Behind the Industry’s Push for ‘Responsible Paper Use’
The decision to use environmentally responsible papers is becoming easier every day—a 2005 poll by Book Business magazine even revealed that 17 percent of publishers are using environmentally responsible papers at cost parity. Price premiums, when they do exist, are down from 15 percent to 20 percent in 2001 to 1 percent to 8 percent now, and many publishers have realized that a commitment to eco-friendly publishing is worth a few percentage points in additional cost.
By signing on to the Treatise for Responsible Paper Use, publishers, printers, mills and others can … help move the entire industry toward a less destructive standard of practice.”
—Gabriella Page Fort, publishing services supervisor,
Continuum International Publishing Group
A Tool for Overcoming Hurdles
“As a publisher of more than 350 new titles annually, and a consumer of paper, we want to be a more environmentally responsible in our purchasing. ... We are incorporating the treatise goals as a tool with our suppliers, and have started the dialogue on the impact of environmental policy and awareness with our main vendors in Asia.
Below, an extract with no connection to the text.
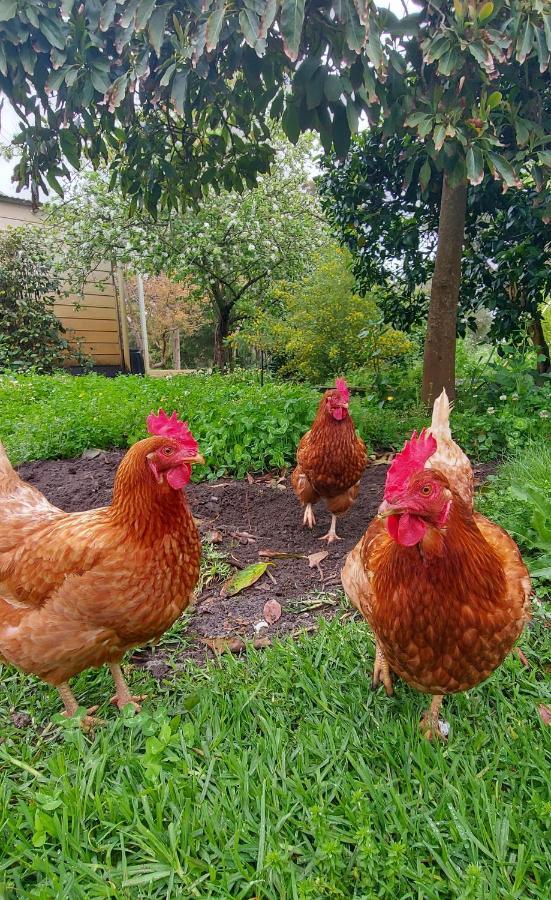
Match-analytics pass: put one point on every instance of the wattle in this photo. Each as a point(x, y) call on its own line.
point(406, 529)
point(178, 478)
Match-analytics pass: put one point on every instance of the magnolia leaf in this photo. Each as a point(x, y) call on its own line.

By using our purchasing power and knowledge of other publishers’ wishes, we can help further the industry’s long-term goal of having more responsible sheets, with recycled and FSC content, readily available to publishers.
As any publisher begins walking down the road of social responsibility, it is necessary to assemble as many tools as possible, and the treatise is no doubt a valuable tool. As an industry agreement with clear goals and timelines, it serves to focus attention on what is needed in terms of product development.
For publishers manufacturing overseas, like Chronicle, it also offers the opportunity to engage overseas printers, mills and brokers in working toward solutions. No one can argue the fact that we can accomplish more together than individually, and this agreement serves to bring different interests together around common goals and standards.”